Дело сербского дипломата Милоша Богичевича

Дело сербского дипломата Милоша Богичевича

Реконструкция полемики вокруг участия сербского правительства в Сараевском покушении и сербско-австрийских отношений накануне Первой мировой войны невозможна без упоминания одной неоднозначной личности – Милоша Богичевича. Как в прошлом, так и сегодня имеется спрос на его работы или на их «скрытое» воспроизведение (в трудах авторов, их использовавших). Это побуждает пролить свет на его биографию и деятельность.

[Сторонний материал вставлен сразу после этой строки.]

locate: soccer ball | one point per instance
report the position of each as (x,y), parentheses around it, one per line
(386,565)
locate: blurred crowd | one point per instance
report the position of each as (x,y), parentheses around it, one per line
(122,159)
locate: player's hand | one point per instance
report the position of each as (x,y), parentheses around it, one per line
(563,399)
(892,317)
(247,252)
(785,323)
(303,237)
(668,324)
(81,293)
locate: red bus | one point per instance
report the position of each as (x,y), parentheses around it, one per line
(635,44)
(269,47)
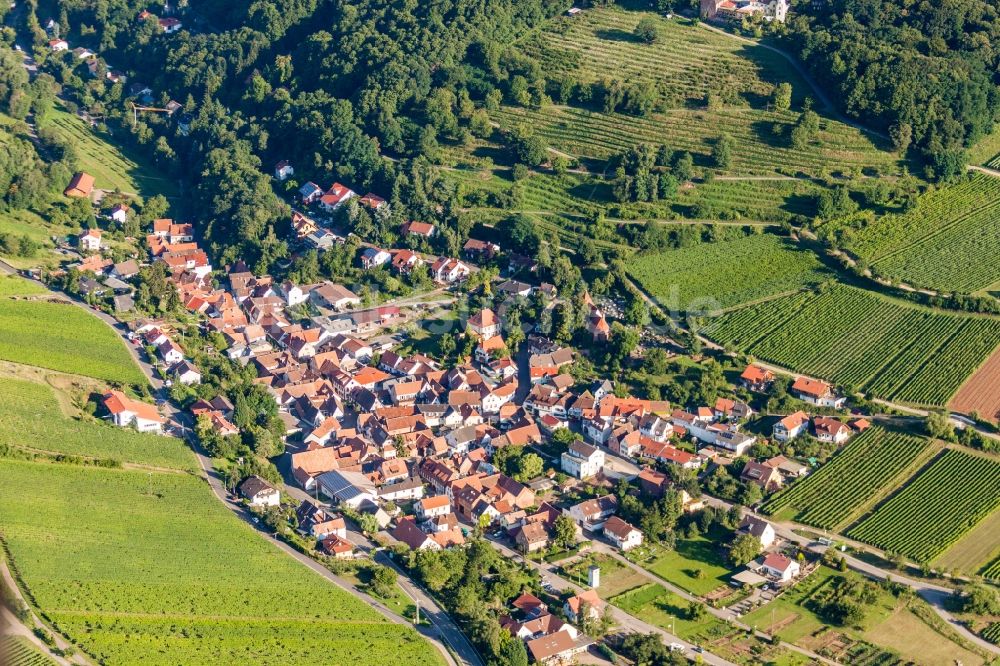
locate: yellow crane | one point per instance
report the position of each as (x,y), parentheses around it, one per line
(136,109)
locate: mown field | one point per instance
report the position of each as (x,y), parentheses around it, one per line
(936,508)
(110,166)
(863,340)
(949,242)
(872,464)
(18,651)
(30,417)
(152,569)
(714,276)
(60,336)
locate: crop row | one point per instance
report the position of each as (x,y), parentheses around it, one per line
(17,651)
(950,241)
(701,277)
(853,477)
(862,340)
(936,508)
(757,151)
(153,569)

Осведомленный современник др. Воислав Йованович-Марамбо не сомневался, что бывший служащий сербского МИДа др. Милош Богичевич – типичный предатель собственной страны. Как и сегодня, в межвоенное время измена родине в дипломатических кругах была обычным, совсем не редким явлением. Йованович сообщает, что Богичевич начал работать на Германию еще до войны. Французский МИД обратил внимание посланника Миленко Веснича на близкие отношения его молодого сотрудника с немецкими дипломатами. Позднее, в 1915 г. французский посланник Боп «предъявил сербскому МИДу в Нише одну фотографию, на которой был изображен др. Богичевич. Тогдашний поверенный в делах в Каире, оставив без уведомления собственного правительства место службы в Египте, оказался в столице нейтральной Швейцарии Берне, где его, выходящим из дверей германского посольства, зафиксировало недреманное око французской контрразведки»[232].

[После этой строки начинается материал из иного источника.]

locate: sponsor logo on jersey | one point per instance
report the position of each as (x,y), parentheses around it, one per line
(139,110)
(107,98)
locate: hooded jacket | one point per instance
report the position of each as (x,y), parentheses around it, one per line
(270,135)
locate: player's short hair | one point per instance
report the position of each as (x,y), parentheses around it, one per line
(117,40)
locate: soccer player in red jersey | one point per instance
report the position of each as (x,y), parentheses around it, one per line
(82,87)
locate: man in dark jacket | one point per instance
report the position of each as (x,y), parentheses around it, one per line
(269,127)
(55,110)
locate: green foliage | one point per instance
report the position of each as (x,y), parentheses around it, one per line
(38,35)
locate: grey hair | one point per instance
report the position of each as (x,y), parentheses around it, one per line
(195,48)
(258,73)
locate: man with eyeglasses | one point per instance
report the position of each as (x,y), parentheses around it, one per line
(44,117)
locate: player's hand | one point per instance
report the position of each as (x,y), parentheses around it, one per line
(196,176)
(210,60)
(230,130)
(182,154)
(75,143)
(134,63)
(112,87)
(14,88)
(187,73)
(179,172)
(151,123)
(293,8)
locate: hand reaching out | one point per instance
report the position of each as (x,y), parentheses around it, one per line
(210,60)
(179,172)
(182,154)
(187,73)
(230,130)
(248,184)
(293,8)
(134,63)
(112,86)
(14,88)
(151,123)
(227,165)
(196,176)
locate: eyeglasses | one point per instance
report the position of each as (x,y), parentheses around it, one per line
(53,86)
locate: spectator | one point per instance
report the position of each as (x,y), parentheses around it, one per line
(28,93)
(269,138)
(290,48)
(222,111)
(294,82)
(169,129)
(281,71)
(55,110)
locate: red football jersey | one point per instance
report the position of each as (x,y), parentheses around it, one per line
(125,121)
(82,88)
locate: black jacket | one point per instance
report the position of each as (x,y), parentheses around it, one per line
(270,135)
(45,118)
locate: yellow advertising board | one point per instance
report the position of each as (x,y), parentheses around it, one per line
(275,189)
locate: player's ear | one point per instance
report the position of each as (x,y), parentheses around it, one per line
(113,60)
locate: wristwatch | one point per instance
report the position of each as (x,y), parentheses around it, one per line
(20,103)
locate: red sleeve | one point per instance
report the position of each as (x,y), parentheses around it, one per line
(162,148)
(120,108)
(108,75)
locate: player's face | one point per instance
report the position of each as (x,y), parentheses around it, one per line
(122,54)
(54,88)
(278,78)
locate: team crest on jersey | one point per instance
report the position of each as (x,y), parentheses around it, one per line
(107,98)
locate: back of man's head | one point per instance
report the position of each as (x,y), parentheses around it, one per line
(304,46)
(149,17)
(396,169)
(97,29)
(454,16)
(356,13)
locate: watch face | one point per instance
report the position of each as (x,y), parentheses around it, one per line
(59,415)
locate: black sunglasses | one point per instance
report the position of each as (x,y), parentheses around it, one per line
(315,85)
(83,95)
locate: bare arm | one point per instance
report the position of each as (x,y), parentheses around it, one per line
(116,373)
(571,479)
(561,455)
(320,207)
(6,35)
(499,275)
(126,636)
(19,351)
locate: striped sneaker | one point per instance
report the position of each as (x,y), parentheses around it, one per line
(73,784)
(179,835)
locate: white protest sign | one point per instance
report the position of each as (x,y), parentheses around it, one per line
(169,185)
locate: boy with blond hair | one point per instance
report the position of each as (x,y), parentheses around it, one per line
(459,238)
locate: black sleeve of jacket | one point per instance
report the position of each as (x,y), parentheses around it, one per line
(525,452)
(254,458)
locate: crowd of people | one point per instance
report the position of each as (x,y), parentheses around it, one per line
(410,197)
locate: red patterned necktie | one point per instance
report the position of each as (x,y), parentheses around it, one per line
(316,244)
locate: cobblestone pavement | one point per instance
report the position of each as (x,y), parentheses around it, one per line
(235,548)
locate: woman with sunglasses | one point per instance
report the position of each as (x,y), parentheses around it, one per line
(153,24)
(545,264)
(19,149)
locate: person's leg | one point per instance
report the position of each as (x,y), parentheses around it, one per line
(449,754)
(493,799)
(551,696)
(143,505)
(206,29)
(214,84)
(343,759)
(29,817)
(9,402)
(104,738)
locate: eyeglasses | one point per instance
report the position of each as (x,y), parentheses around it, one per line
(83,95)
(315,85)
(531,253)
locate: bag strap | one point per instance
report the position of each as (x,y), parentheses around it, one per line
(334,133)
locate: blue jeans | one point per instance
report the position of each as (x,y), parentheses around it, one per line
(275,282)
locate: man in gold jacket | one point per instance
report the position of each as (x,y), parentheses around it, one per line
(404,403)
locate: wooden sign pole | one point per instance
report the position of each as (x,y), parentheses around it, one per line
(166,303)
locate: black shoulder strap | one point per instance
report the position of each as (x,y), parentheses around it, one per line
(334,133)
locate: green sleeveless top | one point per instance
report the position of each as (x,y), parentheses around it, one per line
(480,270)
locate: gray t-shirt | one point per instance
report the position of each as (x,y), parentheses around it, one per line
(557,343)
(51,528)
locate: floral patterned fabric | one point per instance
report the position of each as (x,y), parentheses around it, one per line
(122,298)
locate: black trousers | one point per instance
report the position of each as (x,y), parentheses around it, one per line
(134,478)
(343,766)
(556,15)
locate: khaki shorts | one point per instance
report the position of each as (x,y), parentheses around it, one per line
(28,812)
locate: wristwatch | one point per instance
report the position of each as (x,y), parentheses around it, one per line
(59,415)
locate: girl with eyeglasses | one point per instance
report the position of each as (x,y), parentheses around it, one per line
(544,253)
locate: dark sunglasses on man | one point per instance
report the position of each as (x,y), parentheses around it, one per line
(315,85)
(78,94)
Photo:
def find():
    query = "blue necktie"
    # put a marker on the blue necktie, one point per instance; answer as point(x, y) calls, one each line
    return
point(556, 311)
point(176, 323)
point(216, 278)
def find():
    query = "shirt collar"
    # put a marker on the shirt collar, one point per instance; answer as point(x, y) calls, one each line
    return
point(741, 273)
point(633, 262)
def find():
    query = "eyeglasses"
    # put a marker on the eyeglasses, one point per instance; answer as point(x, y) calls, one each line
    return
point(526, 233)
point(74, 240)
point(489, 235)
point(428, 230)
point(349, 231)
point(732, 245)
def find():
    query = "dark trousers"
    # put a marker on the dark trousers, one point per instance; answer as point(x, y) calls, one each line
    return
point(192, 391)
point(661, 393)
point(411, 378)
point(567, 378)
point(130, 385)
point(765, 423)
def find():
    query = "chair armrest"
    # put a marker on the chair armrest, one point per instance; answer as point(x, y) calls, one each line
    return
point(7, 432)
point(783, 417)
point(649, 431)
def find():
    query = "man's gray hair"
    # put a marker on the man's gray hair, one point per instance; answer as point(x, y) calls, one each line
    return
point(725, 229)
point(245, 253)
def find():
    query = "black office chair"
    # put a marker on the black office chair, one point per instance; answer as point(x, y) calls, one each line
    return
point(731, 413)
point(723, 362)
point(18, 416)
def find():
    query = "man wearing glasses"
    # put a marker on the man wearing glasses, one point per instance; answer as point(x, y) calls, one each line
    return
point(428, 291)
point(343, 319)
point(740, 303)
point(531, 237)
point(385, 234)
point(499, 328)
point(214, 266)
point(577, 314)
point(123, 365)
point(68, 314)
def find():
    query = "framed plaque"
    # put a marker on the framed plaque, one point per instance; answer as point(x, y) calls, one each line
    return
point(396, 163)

Йованович пишет, что Богичевич, по информации французских органов, не только установил связь с германским посольством в Берне, «но и, получив с его помощью германский паспорт, успел съездить в Берлин и вернуться в Швейцарию»[233].

После этого Богичевича уволили, или, как пишут некоторые авторы, он сам «дезертировал со службы». Из Швейцарии он отправился в Германию, где в свое время занимал должность поверенного в делах (1907–1914). Богичевич испытывал личную неприязнь в Пашичу, не зная того, что конфликт между ними стал результатом интриги третьих лиц, в первую очередь Джурдже Еленича. Пашич тогда разорвал приказ о назначении Богичевича на должность посланника в Цетинье и отправил его в Берлин в ранге поверенного в делах. После этого выходец из влиятельного рода сторонников Обреновичей предал родину и до своей смерти в Берлине в 1938 г. действовал в интересах Германии.

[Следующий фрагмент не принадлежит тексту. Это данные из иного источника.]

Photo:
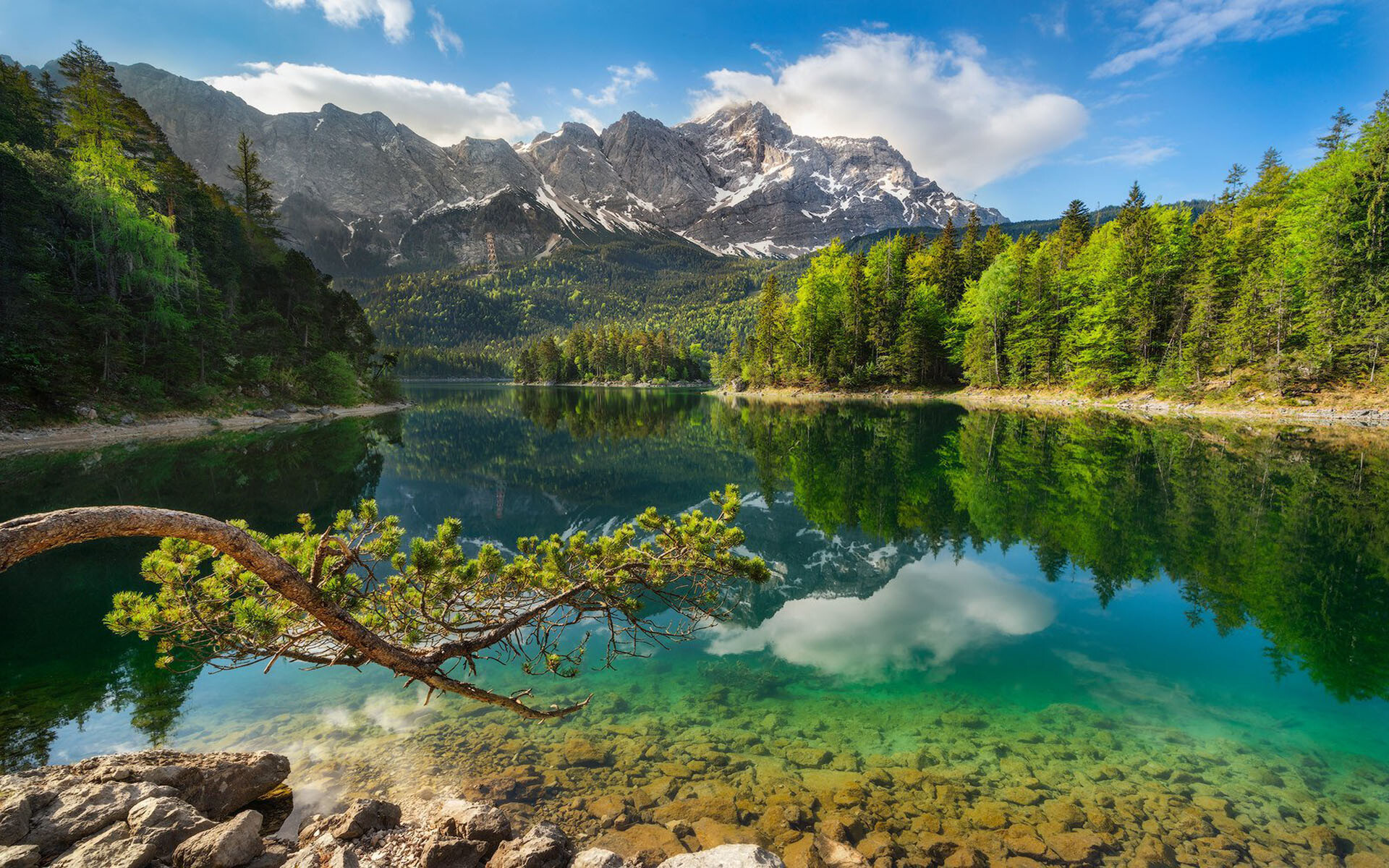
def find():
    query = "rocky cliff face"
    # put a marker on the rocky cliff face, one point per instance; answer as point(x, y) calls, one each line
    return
point(363, 195)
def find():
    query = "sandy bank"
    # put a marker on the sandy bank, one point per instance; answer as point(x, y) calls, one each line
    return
point(88, 435)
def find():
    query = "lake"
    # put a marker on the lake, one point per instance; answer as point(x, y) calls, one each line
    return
point(981, 624)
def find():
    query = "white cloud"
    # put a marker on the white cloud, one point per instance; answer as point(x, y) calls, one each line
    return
point(1170, 28)
point(924, 617)
point(957, 122)
point(624, 81)
point(1145, 150)
point(446, 39)
point(395, 14)
point(438, 111)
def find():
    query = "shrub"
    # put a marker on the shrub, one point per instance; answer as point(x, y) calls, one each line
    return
point(331, 380)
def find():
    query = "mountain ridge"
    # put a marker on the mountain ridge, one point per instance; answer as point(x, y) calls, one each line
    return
point(365, 195)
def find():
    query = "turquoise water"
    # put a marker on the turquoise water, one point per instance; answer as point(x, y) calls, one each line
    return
point(980, 620)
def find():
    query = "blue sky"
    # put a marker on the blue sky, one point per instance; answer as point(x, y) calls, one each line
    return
point(1021, 104)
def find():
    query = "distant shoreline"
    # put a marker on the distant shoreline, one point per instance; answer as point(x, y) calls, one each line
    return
point(702, 385)
point(85, 435)
point(1357, 410)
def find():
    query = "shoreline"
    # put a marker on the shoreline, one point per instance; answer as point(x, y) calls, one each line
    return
point(85, 435)
point(688, 385)
point(1138, 404)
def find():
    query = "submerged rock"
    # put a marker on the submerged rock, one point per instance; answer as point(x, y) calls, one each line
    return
point(598, 857)
point(645, 845)
point(727, 856)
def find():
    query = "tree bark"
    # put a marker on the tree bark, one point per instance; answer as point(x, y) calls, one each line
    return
point(30, 535)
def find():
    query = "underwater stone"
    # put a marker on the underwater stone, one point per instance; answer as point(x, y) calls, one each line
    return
point(729, 856)
point(828, 853)
point(645, 843)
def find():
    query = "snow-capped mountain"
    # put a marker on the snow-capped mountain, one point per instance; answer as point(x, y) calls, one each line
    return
point(362, 193)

После войны специализацией беглого дипломата стали сочинения в поддержку германских усилий по ревизии решений Версальской конференции о военной ответственности, которые он подписывал полным титулом бывшего поверенного в делах Сербии в Берлине. Действуя, по сути, как пропагандист, Богичевич перекладывал оную ответственность на Сербию и Россию.

Появление первого опуса не заставило себя долго ждать. В 1919 г. в Цюрихе вышла книга «Причины войны», в которой Сербия и Россия обвинялись в «разжигании пожара войны»[234].

«Облачившись в тогу человечного европейца, в котором пробудилась совесть, Богичевич предстает в книге незаинтересованным свидетелем стороны защиты Германии на Парижской мирной конференции. На самом деле, это издание, появившееся в нейтральном государстве и подписанное не немцем, а сербом, – пишет Йованович-Марамбо, – не что иное, как перепечатка германской “Белой книги”», тоже увидевшей свет в 1919 г.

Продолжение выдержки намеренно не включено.